By default Hue doesn't close HS2 sessions. It's because Hue will not be able to get query result after session get closed (as a result, Hue will not be able to get query results for long running queries). When Hive metastore is restarted, the delegation token information will be lost for existing connection by Hue-Hs2 connection as delegation token is stored in memory by default. Hue only can restart session if it gets from HS2 message that session is expired ("Invalid SessionHandle", "Invalid session" or "Client session expired") and will fail with exception mentioned when old session is being used.

In theory the fix in https://gerrit.wikimedia.org/r/#/c/operations/puppet/+/562474/3/modules/cdh/templates/hive/hive-site.xml.erb should have fixed the problem, no idea why this is still happening..

To remove variables I am reverting https://gerrit.wikimedia.org/r/#/c/operations/puppet/+/563144/

This was added last week to limit huge Hue/Hive queries and prevent memory exhaustion of the Hue's host, but the timeline is suspiciously matching the start of the issue reported in this task.

Mentioned in SAL (#wikimedia-analytics) [2020-01-09T10:30:00Z] <elukey> revert hue's hive query limit and restart hue - T242306

@MMiller_WMF Hue now works for me, but as we discovered before the errors affect only some users so let me know if it works now or not. I reverted a change that might be related, let's see if it works.

elukey triaged this task as High priority.
elukey added a project: User-Elukey.

@elukey -- thanks for working on this. I am still receiving the same error.

I can see the following in the an-coord1001's db:

MariaDB [hive_metastore]> select count(*) from DELEGATION_TOKENS;
+----------+
| count(*) |
+----------+
|     1927 |
+----------+
1 row in set (0.00 sec)

So in theory now delegation tokens are correctly stored in the database (as opposed to in memory).

@MMiller_WMF I found a way in Hue's UI to force the re-creation of the Hive session, that seemed working for me (I was able to repro):

Screen Shot 2020-01-10 at 11.29.09 AM.png (526×926 px, 33 KB)

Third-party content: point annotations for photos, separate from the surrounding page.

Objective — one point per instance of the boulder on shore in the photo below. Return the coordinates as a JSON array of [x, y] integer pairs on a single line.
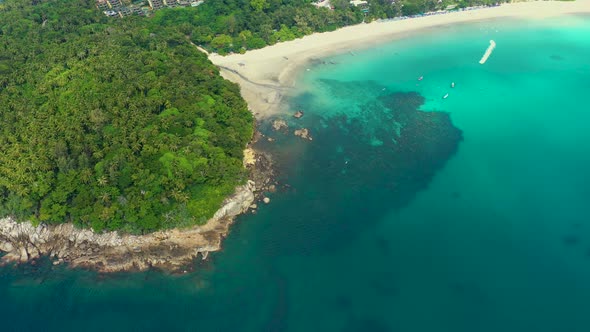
[[279, 124]]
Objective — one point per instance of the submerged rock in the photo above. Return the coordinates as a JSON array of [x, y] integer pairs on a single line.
[[303, 133]]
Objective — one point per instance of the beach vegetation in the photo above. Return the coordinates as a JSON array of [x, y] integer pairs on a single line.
[[114, 124]]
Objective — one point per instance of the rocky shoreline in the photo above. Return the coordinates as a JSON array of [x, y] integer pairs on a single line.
[[111, 252]]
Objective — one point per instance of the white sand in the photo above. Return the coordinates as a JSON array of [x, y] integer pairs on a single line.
[[265, 75]]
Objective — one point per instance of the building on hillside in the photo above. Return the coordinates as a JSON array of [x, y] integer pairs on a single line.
[[125, 11], [357, 3], [156, 4], [115, 3]]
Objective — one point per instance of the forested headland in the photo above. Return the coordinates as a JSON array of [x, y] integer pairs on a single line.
[[112, 124], [122, 124]]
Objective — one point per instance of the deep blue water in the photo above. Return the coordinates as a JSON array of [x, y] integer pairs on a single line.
[[407, 211]]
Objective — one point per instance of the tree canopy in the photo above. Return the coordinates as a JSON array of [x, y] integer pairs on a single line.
[[112, 124]]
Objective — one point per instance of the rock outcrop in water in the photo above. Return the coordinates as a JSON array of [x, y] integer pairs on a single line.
[[111, 252]]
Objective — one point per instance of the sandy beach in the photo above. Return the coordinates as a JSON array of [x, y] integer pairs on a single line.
[[266, 75]]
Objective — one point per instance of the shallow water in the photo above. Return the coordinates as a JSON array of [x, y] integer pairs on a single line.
[[407, 211]]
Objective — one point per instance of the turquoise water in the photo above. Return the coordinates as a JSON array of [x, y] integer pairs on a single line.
[[407, 211]]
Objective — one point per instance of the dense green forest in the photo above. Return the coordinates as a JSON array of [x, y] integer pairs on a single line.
[[112, 124], [121, 123]]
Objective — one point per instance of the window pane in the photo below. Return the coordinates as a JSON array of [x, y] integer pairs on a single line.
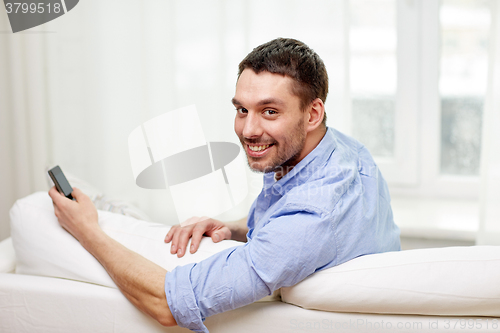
[[373, 77], [465, 26]]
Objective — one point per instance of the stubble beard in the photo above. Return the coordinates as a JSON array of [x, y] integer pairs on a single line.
[[287, 152]]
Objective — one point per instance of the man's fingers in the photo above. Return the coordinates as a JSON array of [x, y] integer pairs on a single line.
[[170, 234], [184, 235], [196, 238], [77, 194], [175, 237], [221, 234]]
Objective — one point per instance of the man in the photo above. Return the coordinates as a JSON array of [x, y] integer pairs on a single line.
[[323, 203]]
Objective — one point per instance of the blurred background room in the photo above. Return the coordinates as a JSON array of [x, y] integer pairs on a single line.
[[416, 81]]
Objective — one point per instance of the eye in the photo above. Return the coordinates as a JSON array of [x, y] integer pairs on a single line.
[[270, 112]]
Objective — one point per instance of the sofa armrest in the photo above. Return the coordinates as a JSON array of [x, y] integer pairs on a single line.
[[7, 256]]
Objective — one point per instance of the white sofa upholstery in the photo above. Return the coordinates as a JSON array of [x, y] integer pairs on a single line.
[[49, 283]]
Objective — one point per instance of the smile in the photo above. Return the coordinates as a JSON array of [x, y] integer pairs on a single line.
[[258, 151], [258, 148]]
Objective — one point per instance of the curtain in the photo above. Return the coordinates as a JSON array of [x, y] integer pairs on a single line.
[[73, 89], [489, 226]]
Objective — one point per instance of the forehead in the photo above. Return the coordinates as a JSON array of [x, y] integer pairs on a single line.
[[253, 87]]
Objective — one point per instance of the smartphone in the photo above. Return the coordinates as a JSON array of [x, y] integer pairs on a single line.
[[61, 182]]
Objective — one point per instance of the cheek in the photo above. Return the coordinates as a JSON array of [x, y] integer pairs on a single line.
[[238, 125]]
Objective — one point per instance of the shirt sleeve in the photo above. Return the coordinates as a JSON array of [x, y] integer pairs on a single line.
[[286, 250]]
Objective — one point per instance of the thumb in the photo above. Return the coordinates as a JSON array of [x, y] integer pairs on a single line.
[[77, 194], [217, 237]]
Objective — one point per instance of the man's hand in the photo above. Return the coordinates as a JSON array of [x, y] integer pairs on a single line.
[[195, 228], [78, 218]]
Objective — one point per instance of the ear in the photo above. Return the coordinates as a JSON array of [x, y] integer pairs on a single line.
[[315, 114]]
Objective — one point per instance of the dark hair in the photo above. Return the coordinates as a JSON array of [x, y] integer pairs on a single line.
[[295, 59]]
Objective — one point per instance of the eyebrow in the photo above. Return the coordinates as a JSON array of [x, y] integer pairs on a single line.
[[262, 102]]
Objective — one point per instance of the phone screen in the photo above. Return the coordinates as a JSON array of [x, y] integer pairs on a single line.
[[59, 178]]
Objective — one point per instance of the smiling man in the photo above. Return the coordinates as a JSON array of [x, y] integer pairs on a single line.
[[323, 202]]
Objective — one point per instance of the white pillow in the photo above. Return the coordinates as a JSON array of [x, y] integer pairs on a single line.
[[454, 281], [44, 248]]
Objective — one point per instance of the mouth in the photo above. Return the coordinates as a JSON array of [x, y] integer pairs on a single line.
[[258, 150]]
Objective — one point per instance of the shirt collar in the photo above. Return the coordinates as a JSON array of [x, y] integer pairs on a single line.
[[319, 155]]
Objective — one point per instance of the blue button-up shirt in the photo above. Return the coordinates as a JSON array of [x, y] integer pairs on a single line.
[[333, 206]]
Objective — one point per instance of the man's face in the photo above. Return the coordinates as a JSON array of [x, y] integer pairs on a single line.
[[269, 122]]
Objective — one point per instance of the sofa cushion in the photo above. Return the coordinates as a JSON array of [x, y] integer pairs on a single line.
[[452, 281], [44, 248]]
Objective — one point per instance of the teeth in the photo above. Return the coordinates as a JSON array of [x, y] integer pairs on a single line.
[[258, 148]]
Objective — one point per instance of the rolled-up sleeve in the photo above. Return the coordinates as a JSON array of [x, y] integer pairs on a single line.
[[286, 250]]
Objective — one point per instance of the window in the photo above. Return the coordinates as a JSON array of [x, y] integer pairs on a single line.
[[418, 73]]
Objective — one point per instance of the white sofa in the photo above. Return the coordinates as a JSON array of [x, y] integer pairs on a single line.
[[451, 289]]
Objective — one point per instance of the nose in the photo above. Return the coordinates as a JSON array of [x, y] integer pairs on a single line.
[[252, 128]]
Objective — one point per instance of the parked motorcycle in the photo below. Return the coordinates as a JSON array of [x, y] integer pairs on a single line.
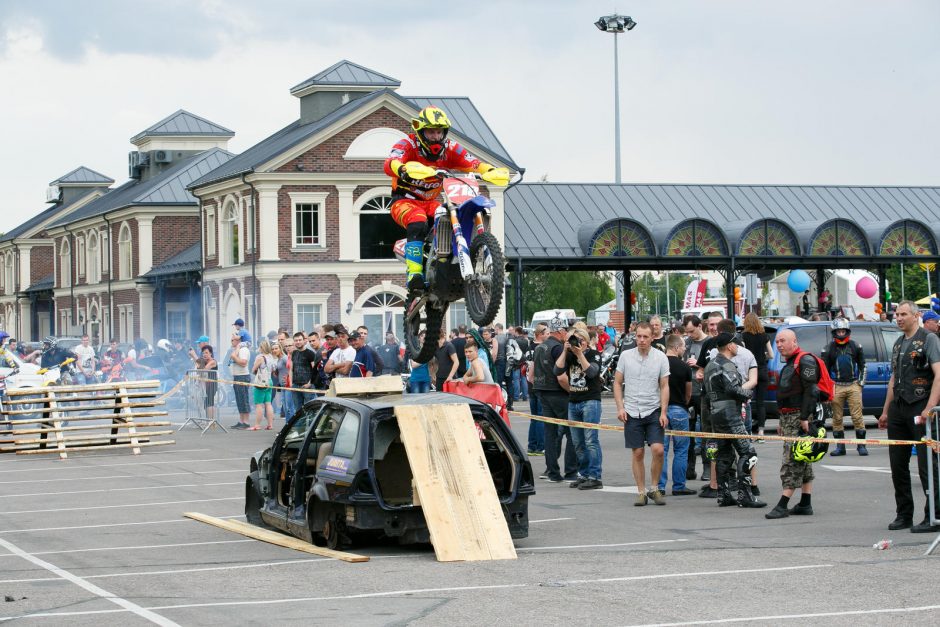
[[462, 259]]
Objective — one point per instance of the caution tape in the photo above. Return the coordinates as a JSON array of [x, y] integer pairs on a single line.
[[731, 436]]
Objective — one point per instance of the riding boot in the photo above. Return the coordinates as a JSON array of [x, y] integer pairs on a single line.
[[414, 266], [746, 496], [840, 448], [862, 449], [725, 497]]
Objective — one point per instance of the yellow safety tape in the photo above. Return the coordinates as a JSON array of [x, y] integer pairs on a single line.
[[730, 436]]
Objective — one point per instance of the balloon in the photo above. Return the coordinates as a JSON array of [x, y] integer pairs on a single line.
[[866, 287], [798, 281]]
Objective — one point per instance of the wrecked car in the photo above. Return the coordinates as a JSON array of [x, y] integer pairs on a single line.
[[338, 472]]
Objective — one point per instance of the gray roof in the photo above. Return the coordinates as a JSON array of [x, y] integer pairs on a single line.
[[43, 284], [190, 260], [465, 118], [26, 228], [83, 175], [183, 123], [347, 73], [167, 188], [543, 220]]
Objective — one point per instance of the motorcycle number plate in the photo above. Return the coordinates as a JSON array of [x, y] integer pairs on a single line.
[[460, 190]]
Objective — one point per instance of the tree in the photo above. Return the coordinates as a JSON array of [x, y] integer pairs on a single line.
[[581, 291]]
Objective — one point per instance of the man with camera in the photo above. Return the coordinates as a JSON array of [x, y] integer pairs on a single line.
[[581, 364]]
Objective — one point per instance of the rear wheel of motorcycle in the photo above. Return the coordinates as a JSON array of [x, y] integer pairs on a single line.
[[429, 319], [484, 290]]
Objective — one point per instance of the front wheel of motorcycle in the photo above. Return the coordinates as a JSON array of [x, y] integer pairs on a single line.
[[484, 289], [428, 319]]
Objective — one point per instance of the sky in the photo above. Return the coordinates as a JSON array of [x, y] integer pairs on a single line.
[[718, 91]]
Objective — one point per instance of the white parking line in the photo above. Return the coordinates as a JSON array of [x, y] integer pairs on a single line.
[[109, 477], [155, 487], [781, 617], [78, 581], [135, 548], [147, 522], [143, 463], [77, 509]]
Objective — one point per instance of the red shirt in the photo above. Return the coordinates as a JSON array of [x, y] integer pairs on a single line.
[[455, 157]]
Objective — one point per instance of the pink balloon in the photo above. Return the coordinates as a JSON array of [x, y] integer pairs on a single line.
[[866, 287]]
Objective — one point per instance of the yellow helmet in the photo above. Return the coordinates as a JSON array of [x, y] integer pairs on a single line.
[[428, 118]]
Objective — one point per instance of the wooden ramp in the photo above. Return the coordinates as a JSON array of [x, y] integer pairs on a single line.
[[454, 484]]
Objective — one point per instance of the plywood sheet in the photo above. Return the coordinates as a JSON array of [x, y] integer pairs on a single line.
[[454, 484]]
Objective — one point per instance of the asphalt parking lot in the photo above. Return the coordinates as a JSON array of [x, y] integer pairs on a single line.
[[99, 539]]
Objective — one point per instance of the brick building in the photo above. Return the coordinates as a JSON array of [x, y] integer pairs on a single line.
[[296, 229]]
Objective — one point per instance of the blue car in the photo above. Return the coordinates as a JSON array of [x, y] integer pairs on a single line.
[[877, 340]]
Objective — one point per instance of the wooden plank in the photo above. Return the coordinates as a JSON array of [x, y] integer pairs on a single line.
[[347, 386], [39, 451], [94, 387], [76, 408], [273, 537], [454, 484]]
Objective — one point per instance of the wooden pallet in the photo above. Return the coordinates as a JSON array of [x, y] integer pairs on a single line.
[[453, 483], [117, 417]]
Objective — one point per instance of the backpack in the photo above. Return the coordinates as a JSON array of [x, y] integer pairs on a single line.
[[825, 385]]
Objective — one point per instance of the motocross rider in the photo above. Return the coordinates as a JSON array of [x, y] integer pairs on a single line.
[[415, 201]]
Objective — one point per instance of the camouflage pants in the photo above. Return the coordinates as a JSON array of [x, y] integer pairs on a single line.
[[793, 474]]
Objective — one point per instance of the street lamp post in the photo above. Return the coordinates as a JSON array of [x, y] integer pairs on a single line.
[[616, 24]]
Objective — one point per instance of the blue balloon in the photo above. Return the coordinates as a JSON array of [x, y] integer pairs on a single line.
[[798, 281]]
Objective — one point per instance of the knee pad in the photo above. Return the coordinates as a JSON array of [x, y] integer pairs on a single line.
[[417, 231]]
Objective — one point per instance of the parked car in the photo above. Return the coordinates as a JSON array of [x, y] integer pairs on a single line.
[[338, 471], [877, 340]]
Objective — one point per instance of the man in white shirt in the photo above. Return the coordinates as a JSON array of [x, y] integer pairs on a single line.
[[343, 356], [641, 392], [85, 355], [238, 365]]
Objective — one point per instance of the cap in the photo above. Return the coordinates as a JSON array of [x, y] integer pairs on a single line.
[[723, 339]]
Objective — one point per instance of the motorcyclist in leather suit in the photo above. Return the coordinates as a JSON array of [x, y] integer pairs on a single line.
[[723, 385]]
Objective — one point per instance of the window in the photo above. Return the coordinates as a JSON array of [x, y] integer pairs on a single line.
[[231, 235], [80, 254], [210, 232], [125, 255], [65, 263], [348, 435], [94, 258], [308, 220], [377, 231], [307, 316]]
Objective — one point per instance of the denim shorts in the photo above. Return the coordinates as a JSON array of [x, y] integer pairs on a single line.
[[640, 431]]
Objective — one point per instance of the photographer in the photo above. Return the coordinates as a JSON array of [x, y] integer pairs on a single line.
[[582, 365]]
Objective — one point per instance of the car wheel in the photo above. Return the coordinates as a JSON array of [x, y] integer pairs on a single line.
[[254, 502]]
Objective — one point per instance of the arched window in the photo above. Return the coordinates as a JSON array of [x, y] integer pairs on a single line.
[[377, 231], [94, 258], [231, 235], [65, 263], [125, 255]]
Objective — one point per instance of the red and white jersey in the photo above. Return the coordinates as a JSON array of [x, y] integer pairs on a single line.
[[455, 157]]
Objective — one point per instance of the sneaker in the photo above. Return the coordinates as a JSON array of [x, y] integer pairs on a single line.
[[657, 497]]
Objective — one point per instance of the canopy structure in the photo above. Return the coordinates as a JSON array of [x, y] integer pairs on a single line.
[[734, 229]]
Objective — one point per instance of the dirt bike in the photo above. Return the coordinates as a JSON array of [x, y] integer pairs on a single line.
[[462, 259]]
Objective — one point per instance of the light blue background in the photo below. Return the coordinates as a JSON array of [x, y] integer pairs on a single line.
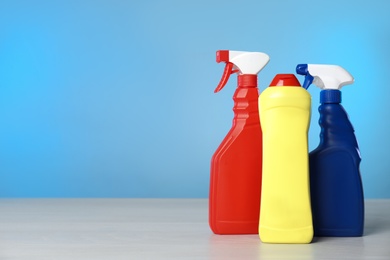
[[115, 98]]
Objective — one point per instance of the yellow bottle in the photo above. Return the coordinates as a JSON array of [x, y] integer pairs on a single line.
[[285, 212]]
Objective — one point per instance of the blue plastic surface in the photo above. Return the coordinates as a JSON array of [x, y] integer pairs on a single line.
[[335, 181]]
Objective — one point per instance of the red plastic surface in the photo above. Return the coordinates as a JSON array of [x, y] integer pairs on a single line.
[[287, 80], [222, 55], [225, 76], [236, 166]]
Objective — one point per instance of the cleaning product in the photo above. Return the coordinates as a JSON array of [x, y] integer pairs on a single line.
[[336, 186], [235, 177], [285, 200]]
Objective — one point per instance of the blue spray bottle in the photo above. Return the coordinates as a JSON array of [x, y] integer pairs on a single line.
[[335, 182]]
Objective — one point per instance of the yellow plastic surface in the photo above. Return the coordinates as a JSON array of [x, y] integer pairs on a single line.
[[285, 212]]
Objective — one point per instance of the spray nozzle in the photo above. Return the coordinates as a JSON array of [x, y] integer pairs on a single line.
[[240, 62], [324, 76]]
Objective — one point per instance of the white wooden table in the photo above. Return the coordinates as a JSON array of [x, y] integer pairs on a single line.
[[160, 229]]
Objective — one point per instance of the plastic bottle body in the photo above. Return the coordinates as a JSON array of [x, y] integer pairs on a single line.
[[336, 186], [236, 165], [285, 200]]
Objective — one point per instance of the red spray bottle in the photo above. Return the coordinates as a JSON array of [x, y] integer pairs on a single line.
[[236, 166]]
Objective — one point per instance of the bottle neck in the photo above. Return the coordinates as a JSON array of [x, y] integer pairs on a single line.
[[246, 100]]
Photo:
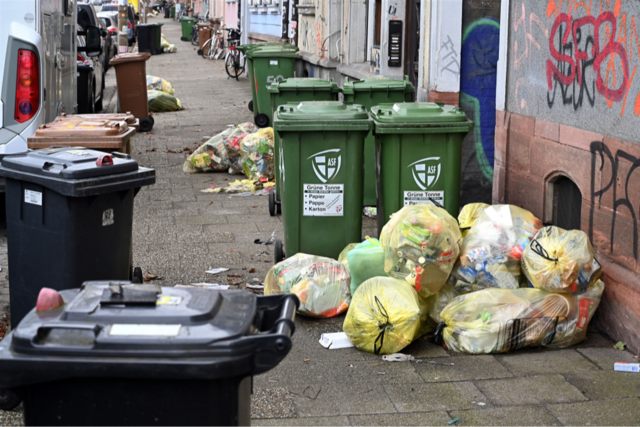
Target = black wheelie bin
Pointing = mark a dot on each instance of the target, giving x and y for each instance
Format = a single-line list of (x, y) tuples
[(126, 355)]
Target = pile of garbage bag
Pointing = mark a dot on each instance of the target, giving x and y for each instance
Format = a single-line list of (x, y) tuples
[(492, 250), (158, 83), (560, 261), (257, 154), (469, 215), (221, 152), (500, 320), (421, 244), (385, 316), (162, 102), (321, 284), (366, 260)]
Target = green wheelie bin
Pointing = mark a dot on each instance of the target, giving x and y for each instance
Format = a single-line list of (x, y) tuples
[(321, 146), (370, 92), (269, 64), (295, 90), (418, 150), (187, 27)]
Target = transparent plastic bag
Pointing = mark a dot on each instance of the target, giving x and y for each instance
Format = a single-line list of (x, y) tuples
[(158, 83), (560, 261), (162, 102), (469, 215), (321, 284), (501, 320), (213, 155), (492, 250), (421, 244), (366, 261), (385, 316), (256, 151)]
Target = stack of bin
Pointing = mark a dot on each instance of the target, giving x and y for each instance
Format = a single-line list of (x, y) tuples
[(370, 92), (295, 91)]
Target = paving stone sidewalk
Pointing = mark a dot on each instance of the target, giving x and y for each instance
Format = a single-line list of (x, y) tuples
[(179, 232)]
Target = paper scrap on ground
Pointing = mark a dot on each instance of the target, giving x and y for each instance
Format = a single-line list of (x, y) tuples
[(335, 341), (217, 270)]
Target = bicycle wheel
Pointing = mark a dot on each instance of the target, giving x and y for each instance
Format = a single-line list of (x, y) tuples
[(230, 65)]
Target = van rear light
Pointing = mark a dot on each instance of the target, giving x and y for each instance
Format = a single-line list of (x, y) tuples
[(27, 86)]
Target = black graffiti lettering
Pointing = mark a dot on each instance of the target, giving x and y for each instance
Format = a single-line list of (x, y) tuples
[(600, 151)]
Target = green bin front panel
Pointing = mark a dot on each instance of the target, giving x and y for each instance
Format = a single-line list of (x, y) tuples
[(321, 175), (370, 99), (415, 167), (284, 97), (267, 70)]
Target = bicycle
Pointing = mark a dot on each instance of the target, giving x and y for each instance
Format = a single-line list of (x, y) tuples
[(234, 61), (214, 47)]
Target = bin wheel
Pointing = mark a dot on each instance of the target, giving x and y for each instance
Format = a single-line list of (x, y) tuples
[(137, 275), (279, 252), (262, 120), (272, 203), (9, 400), (146, 124)]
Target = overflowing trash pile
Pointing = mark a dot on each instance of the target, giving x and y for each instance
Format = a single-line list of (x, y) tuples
[(509, 283), (160, 95), (239, 149)]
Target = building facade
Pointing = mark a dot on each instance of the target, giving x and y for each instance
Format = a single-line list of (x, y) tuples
[(566, 145)]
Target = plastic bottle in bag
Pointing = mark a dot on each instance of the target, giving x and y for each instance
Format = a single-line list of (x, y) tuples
[(421, 244), (321, 284), (560, 261), (492, 250), (500, 320), (366, 261), (385, 316)]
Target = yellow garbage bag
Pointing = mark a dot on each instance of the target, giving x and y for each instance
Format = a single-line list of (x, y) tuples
[(492, 250), (469, 214), (500, 320), (321, 284), (161, 101), (560, 261), (385, 316), (421, 244), (158, 83)]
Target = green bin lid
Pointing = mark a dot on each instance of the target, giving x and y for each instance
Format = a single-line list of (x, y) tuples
[(377, 84), (427, 116), (304, 84), (273, 51), (322, 115)]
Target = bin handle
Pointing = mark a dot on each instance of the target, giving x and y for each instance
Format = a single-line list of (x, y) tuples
[(121, 155)]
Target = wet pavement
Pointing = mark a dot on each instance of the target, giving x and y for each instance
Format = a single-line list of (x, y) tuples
[(179, 232)]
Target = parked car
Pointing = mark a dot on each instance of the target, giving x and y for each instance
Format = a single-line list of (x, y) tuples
[(90, 78), (132, 18), (87, 16)]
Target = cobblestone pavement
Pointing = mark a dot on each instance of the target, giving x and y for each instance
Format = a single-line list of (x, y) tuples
[(179, 232)]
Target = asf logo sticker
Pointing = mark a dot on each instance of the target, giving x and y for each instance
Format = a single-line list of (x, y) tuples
[(326, 164), (426, 172)]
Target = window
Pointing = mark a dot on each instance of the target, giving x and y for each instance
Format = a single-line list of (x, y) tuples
[(567, 204)]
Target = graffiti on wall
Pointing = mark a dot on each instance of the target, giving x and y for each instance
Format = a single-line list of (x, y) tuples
[(619, 184), (582, 55), (480, 44)]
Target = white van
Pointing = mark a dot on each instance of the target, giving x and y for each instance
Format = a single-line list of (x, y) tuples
[(38, 50)]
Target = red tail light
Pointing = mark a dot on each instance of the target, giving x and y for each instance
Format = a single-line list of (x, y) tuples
[(27, 86)]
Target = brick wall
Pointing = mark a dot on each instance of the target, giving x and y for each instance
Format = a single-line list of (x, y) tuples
[(530, 153)]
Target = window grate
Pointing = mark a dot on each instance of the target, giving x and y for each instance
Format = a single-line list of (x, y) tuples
[(567, 204)]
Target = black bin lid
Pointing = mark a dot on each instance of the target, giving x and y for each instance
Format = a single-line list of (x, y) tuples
[(76, 171)]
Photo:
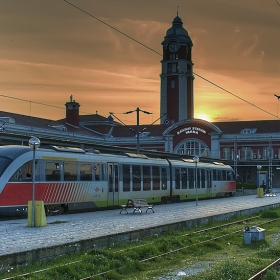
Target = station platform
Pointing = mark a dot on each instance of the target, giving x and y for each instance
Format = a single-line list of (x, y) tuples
[(19, 243)]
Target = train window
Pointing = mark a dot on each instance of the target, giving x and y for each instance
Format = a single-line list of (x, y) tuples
[(163, 179), (156, 177), (52, 171), (85, 172), (24, 173), (146, 178), (219, 175), (70, 171), (215, 176), (191, 174), (4, 163), (203, 178), (229, 176), (177, 178), (136, 178), (224, 175), (184, 175), (198, 178), (126, 178), (97, 171)]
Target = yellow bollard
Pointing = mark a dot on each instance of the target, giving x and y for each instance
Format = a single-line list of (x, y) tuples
[(40, 219)]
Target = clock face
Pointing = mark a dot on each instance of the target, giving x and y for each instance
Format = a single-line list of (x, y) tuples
[(173, 47)]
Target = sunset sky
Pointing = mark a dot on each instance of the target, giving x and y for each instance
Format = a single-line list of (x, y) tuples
[(50, 50)]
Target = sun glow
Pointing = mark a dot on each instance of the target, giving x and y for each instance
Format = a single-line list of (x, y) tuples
[(204, 116)]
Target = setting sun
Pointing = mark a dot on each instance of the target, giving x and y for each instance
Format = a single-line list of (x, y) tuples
[(203, 116)]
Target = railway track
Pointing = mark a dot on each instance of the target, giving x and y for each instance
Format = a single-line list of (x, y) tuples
[(163, 254), (273, 265)]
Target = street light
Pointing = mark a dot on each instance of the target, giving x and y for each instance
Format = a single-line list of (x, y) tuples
[(196, 160), (34, 144), (137, 133), (259, 167)]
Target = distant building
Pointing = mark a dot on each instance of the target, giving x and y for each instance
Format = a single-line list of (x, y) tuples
[(244, 144)]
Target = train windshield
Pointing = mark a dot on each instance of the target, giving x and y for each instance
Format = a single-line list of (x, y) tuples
[(4, 163)]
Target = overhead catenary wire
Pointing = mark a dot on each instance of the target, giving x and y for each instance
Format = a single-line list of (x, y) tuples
[(144, 45)]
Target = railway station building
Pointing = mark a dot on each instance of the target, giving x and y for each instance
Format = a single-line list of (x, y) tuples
[(249, 146)]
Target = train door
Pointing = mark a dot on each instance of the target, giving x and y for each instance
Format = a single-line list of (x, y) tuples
[(209, 183), (113, 184)]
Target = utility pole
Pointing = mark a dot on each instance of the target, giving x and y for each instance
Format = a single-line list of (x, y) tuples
[(137, 110)]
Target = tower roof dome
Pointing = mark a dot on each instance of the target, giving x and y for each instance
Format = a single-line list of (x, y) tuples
[(178, 31)]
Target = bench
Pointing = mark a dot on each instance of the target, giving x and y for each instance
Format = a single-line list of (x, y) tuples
[(137, 205)]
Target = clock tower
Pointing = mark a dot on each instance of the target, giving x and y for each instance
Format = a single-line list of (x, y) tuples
[(176, 100)]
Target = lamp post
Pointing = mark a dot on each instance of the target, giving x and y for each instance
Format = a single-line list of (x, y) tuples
[(259, 167), (196, 160), (137, 119), (34, 144)]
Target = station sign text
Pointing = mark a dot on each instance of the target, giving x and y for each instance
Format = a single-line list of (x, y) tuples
[(191, 129)]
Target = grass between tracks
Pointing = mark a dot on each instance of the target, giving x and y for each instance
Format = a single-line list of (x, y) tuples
[(226, 258)]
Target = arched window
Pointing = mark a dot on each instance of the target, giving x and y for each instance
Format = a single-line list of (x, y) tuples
[(193, 147)]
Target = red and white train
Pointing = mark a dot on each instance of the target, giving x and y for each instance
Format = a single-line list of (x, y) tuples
[(71, 180)]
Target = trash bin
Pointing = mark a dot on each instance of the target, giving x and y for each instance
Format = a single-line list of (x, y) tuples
[(257, 233), (247, 236), (260, 192)]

You'd need to find the 3 dots at the top-right corner of the Hue's Hive Editor panel (I am using Hue 3's UI, if you are using 4 it will be displayed in a similar place) and hit "recreate" (or even "Close"). This should force Hue to request another Hive delegation token, making the query to work.

I have no idea if this needs to be done only once or not, but it is a workaround for the moment. Any feedback from you is appreciated to debug further :)

@elukey -- clicking "recreate" makes it work! Thank you.

@elukey -- clicking "recreate" makes it work! Thank you.

Great, please report in this task if the problem re-occurs! I hope it will not, but not sure..

I have restarted yesterday Hue to add (again) some hive query limits to avoid out of memory issues, let me know if the error re-appears.

Adding @Seddon to this task since he reported the issue in #wikimedia-analytics :)

@elukey -- no re-occurrence. I am still doing fine in Hue. Thanks!

elukey set Final Story Points to 5.
elukey moved this task from Next Up to Done on the Analytics-Kanban board.

FYI this happened again to me today, but I recreated the session using the instructions above and now it is working again.